(Re-) Appropriation

The current neoliberal reorganisation of cities in the global North and South is characterised by privatisations, for example of water or energy supply. At the same time, there is a restriction of social rights, like the right to have free access to adequate health service.
In the cities there is often quite a resistance against these processes; people squat in houses, call for public decisions and carry them out, and they run campaigns. These struggles, however, often only avert privatisations; a broad anti-neoliberal movement seldom spreads from them.

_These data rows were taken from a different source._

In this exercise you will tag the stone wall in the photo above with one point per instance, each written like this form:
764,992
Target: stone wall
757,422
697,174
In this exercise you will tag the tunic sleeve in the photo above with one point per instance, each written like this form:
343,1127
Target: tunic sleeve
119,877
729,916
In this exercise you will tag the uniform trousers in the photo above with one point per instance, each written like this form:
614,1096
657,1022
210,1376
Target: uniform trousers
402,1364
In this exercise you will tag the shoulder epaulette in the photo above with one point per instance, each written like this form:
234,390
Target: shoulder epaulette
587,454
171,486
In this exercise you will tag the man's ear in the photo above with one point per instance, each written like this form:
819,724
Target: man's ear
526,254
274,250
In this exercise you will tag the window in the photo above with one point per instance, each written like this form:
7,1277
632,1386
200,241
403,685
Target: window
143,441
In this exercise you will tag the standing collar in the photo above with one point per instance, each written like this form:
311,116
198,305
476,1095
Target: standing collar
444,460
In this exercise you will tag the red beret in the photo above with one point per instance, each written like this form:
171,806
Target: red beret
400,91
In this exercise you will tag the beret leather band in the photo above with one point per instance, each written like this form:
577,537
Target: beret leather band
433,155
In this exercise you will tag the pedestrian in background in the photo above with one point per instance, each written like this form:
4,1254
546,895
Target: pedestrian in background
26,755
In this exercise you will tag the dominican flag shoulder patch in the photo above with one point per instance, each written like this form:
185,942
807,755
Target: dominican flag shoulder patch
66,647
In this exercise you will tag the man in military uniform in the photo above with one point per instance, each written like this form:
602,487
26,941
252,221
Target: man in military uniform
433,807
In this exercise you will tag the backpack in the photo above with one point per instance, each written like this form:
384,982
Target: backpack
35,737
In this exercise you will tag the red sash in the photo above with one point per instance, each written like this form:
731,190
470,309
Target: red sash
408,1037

That is why we want to discuss these struggles from a perspective which combines autonomy, alternatives and possibilities as well as conditions for concrete action. For the moment we propose to define ”(re-)appropriation” as a political practice of people who act collectively and take what they need to live, be it theatre visits or food, and, simultaneously, not asking for a legal permission to do so. Using such a practice of (re-)appropriation, the claim for social, political and economic rights for all is made public. (Re-)appropriation also means to create the freedom to think differently and to analyse the present conditions in order to change them. The term (re-)appropriation is ambivalent and multilayered. We are conscious of that, and that ist why we want to put it up for discussion again and again here and during the project. Using examples, this discussion is to happen while investigating the three areas public goods, public space and state power or police power, the latter being a prevention of (re-)appropriation.